Gosh I would carefully avoid asking any questions whatsoever about which lesbian parent carried the baby. Because to me, it would matter enormously. It also matters enormously to me that my child is my child genetically as well as socially. My whole concept of the word ´mother’ is tied up in all 3 aspects - genetics, pregnancy and birth and actually parenting the baby/child. I have to be careful not to put my foot in it around anyone who’s family works differently because I genuinely don’t want to offend anyone or imply that they or there family are less than because their experience of motherhood does not include the same 3 aspects. But it’s hard, because my own experience of motherhood is very much about those three things being interwoven and I would have thoughts like ´are you both called mum or just the actual mum’? which is an astonishingly tone deaf thing to ask so I wouldn’t do it. But I would definitely think it. One lesbian couple I know had one ´mum’ and one ´auntie’ which worked for them and made much more sense in my brain but obviously I would never offer my opinion on someone else’s choice of names/roles within their own family.

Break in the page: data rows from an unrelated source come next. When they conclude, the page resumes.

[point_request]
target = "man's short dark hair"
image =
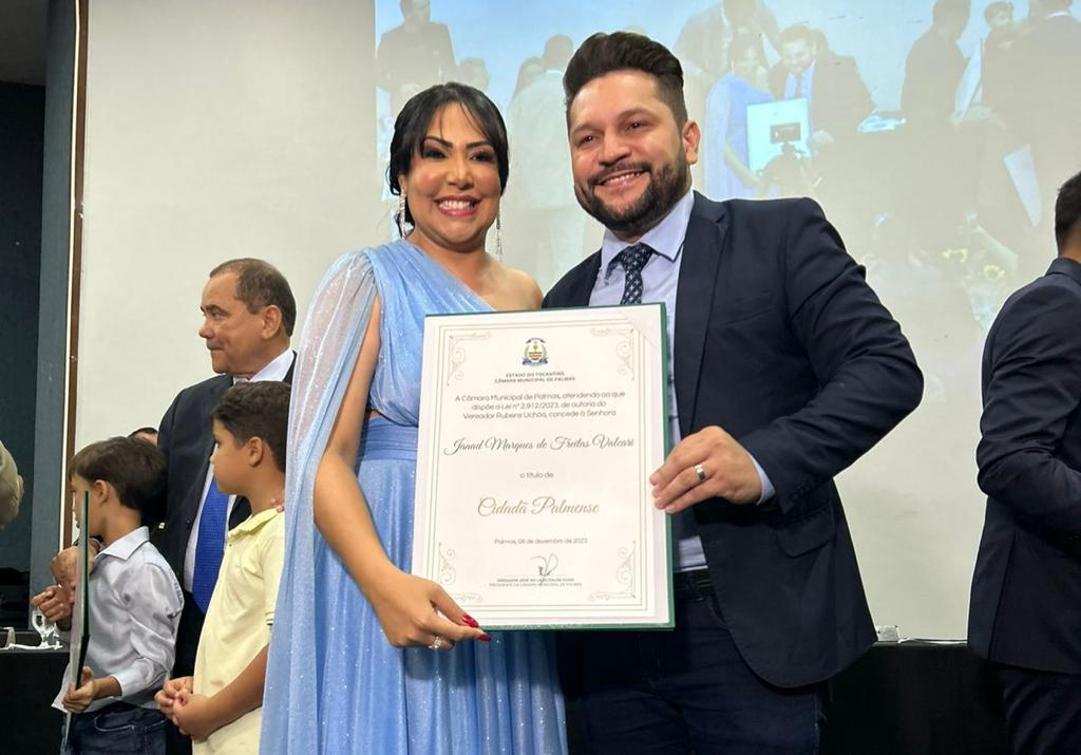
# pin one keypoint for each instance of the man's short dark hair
(1068, 211)
(604, 53)
(411, 128)
(135, 468)
(261, 285)
(257, 410)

Elsiebear90 · 14/03/2022 13:33

@SarahAndQuack thank you! People know we want biological kids so we’ve had a lot of questions about how we are going to get pregnant, they’re well meaning if not slightly nosey at times, but it does get very annoying after a while, so I feel your pain. I get fed up having to answer questions and talk to people I don’t know very well like colleagues or friends of friends about something that’s very personal, but then I feel like the only way we will normalise non traditional families is if we are willing to talk about it? So it’s a bit of a double edged sword.

I actually dread all the questions and ignorant comments we will get when one of us is (hopefully) pregnant, it’s something I’m really concerned about, as I know how heteronormative all things pregnancy and baby related are.

Flashoes · 14/03/2022 13:34

Hmmm we don’t actually this get question/response? Few people ask directly and everyone assumes the one they meet first is bio-mom and there is a dad until they meet the other (we do fairly equal school stuff)

Although in our case I’ve carried all but not all are bio-mine (used her egg too) to confuse things further!

Soontobe60 · 14/03/2022 13:34

If I didn’t already know, I’d never dream of asking a lesbian couple which on gave birth! It would be incredibly rude.